My body if I could choose
I would to aches it reduce,
And may the merry wind blow
The dust there where some flowers grow.
Perhaps came fading flower then
Would corne to life and blow again.
That is my last and final will,
Good luck to all of you, Joe Hill [3].

Sacco et Vanzetti, point de départ de cette digression historique, furent arrêtés un 1920 et accusés d’avoir tué deux hommes et volé 15 776 dollars. Bien que leur culpabilité ne pût jamais être confirmée, la cour, sous la pression d’une opinion publique surchauffée, les déclara coupables en juillet 1921 à Boston, parce qu’ils étaient anarchistes. La condamnation à mort souleva une tempête d’indignation qui força les autorités à différer l’exécution.

Manifestation de la FAUD pour Sacco et Vanzetti, à Berlin en 1927.

Les tergiversations durèrent sept ans. L’affaire atteint une renommée mondiale. Lorsque malgré toutes les pétitions, protestations et demandes en grâce, l’exécution fut fixée en août 1927, cela déclencha des manifestations dans toutes les capitales occidentales. J’avais écrit une brochure en langue allemande sur cette affaire qui fut diffusée à plusieurs milliers d’exemplaires. Au Jardin public de Berlin eut lieu une gigantesque manifestation, devant laquelle, entre autres orateurs, je pris la parole. Partout, les foules réclamaient l’annulation de la condamnation à mort. Des parlementaires de Paris et Berlin appelèrent les autorités judiciaires américaines à ajourner l’exécution. Les Nobel Thomas Mann et Albert Einstein, l’écrivain H.G. Wells et même Mussolini se prononcèrent en faveur des condamnés. La « conscience mondiale » s’était éveillée. Jamais encore la soif de justice ne s’était faite aussi unanimement sentir, par-delà les frontières nationales. Les peuples ressentaient l’injustice faite aux uns comme une menace pour tous.
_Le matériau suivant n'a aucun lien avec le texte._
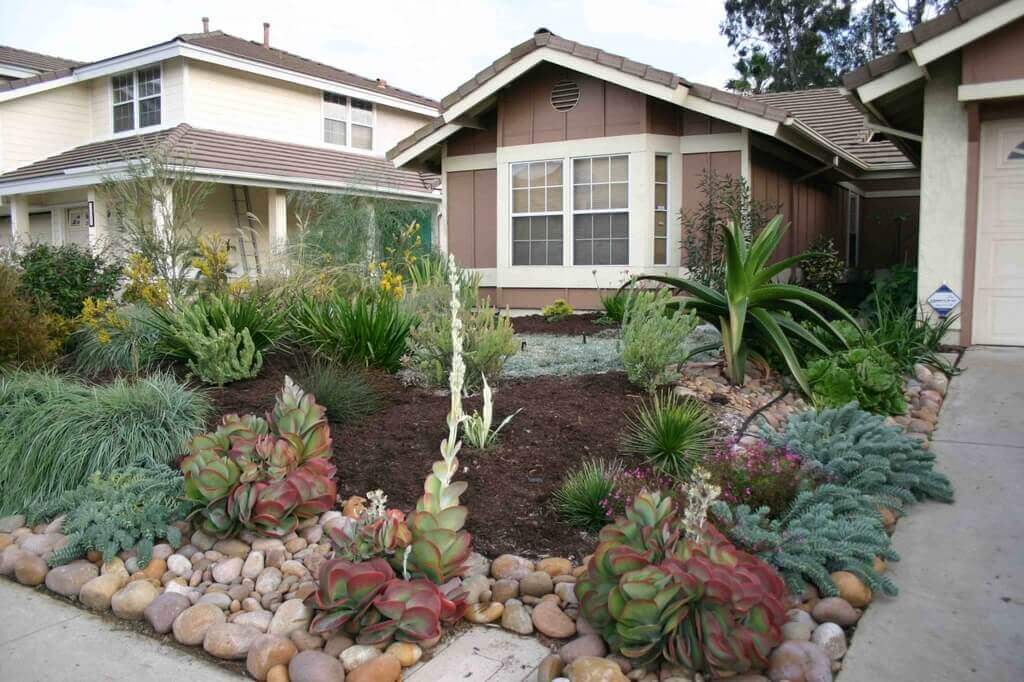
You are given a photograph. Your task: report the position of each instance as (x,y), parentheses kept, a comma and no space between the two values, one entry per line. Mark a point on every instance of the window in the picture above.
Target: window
(537,213)
(600,211)
(348,122)
(136,99)
(660,210)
Mais ce fut en pure perte. Le 23 août 1927, Sacco et Vanzetti durent s’asseoir sur la chaise électrique. Une fois de plus, la raison d’État avait triomphé de la justice et des sentiments humains. Peu avant son exécution, Nicola Sacco écrivit à Dante, son fils de quatorze ans, une lettre dans laquelle il disait :

Ne pleure pas, Dante, car trop de larmes ont été versées en vain, surtout par ta mère, sans résultat. Au lieu de pleurer, sois fort pour être à même de consoler ta mère. Quand tu voudras la distraire des pensées douloureuses, amène-la, comme je le faisais, en campagne cueillir les fleurs des bois et se reposer à l’ombre des arbres, dans l’harmonie de la nature. Souviens-toi, Dante, ne songe pas seulement à ton bonheur : au contraire, regarde autour de toi, aide les faibles qui cherchent aide et porte secours aux persécutés et aux victimes qui luttent et tombent, comme ton père et Bartolomeo tombèrent hier pour conquérir la joie et la liberté de tous les pauvres travailleurs [4].

 


[1Voir Horst Karasek : Die deutschen Anarchisten von Chicago, éd. Wagenbach, Berlin, 1975.

[2Joe Hill, né Joel Hägglund (1819-1915), émigra en 1902 aux États-Unis.

[3Mon corps si je pouvais choisir / Je voudrais en cendres le réduire / Et puisse la brise emporter / La poussière là où poussent les fleurs / Peut-être alors une fleur flétrie / Reviendra à la vie et refleurira / Ceci est mon dernier vœu / Bonne chance à tous, Joe Hill

[4La traduction de l’extrait reproduit ici est, celle du Réveil du 3 septembre 1927, cité dans Sacco et Vanzetti de Ronald Creagh, éd. La Découverte, Paris, 1984, p.231 (NDE).